Researchers made use of macrophage cells from mice to develop the nanosponges. The cells were soaked in a solution that allowed the cells burst, leaving behind the membranes. The membranes were then collected with the help of a centrifuge, followed by mixing them with ball-shaped nanoparticles produced from biodegradable polymer. The nanoparticles were spontaneously coated in macrophage cell membranes by the mixing step.
The team directed the macrophage nanosponges to a group of mice infected with a lethal dose of E. coli. The treatment enables keeping four out of 10 mice in this group alive, while all mice in the untreated group died. One dose of the macrophage nanosponges majorly reduced the levels of pro-inflammatory cytokines and endotoxins in the treated mice.

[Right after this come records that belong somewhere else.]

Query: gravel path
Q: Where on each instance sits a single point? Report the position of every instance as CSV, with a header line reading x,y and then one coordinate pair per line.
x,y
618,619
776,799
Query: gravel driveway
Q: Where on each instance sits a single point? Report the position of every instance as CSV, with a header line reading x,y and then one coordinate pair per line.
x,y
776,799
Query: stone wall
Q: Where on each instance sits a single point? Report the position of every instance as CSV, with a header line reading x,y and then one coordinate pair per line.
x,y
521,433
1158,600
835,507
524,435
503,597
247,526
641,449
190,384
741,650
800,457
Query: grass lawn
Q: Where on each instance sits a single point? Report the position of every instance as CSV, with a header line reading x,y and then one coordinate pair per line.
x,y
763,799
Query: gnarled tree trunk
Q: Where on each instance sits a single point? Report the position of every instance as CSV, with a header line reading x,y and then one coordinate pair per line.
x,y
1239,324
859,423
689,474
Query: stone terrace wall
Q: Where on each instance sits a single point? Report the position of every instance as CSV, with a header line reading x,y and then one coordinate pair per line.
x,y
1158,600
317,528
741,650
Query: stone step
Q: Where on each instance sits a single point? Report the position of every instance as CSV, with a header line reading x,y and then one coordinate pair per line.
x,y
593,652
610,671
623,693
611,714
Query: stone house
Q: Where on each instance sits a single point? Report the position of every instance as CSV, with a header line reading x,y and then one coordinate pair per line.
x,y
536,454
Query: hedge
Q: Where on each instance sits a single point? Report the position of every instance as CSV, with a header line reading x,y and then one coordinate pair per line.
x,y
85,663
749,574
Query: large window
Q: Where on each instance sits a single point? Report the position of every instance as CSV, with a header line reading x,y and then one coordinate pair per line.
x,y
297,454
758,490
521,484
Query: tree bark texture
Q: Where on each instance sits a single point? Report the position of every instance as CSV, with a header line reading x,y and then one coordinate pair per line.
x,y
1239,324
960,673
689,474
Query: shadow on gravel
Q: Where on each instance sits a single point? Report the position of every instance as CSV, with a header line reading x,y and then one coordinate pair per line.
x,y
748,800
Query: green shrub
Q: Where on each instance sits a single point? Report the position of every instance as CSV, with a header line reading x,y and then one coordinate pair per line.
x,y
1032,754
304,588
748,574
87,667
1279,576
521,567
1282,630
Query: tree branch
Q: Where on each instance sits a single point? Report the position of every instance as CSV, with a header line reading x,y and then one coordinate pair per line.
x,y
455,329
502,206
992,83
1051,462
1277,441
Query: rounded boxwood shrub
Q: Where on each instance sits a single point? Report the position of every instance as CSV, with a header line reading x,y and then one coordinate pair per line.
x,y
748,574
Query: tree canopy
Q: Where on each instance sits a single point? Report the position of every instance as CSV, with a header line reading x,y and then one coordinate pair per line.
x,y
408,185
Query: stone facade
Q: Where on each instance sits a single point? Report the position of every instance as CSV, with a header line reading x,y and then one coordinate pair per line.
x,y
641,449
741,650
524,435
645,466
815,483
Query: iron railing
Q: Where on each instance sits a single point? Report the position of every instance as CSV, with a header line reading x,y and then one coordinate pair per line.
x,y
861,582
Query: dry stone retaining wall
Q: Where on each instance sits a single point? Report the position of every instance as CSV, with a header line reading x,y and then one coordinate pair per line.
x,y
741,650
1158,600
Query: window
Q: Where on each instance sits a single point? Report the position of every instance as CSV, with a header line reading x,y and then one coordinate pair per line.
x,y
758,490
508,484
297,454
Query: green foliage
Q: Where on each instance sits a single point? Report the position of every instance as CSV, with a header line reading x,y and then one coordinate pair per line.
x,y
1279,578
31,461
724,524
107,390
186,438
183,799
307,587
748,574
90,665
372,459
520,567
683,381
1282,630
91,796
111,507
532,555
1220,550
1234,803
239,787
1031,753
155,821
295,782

This prevented systemic inflammation and also decreased the bacterial count in the spleen and blood of these mice.
Zhang is currently working with biopharmaceutical companies in order to translate the macrophage nanosponges into clinical use. Next steps will involve manufacturing the nanosponges in huge scales and then performing large animal trials.
This work has been supported by the National Science Foundation (grant DMR-1505699), the Defense Threat Reduction Agency Joint Science and Technology Office for Chemical and Biological Defense (grant HDTRA1-14-1-0064) and the National Institutes of Health (grant 1R01HL125352).
Paper title: “Macrophage-like nanoparticles concurrently absorbing endotoxins and proinflammatory cytokines for sepsis management.” Authors of the study are Soracha Thamphiwatana*, Pavimol Angsantikul*, Tamara Escajadillo*, Qiangzhe Zhang, Joshua Olson, Brian T. Luk, Sophia Zhang, Ronnie H. Fang, Weiwei Gao, Victor Nizet and Liangfang Zhang at UC San Diego.
*These authors equally contributed to this work.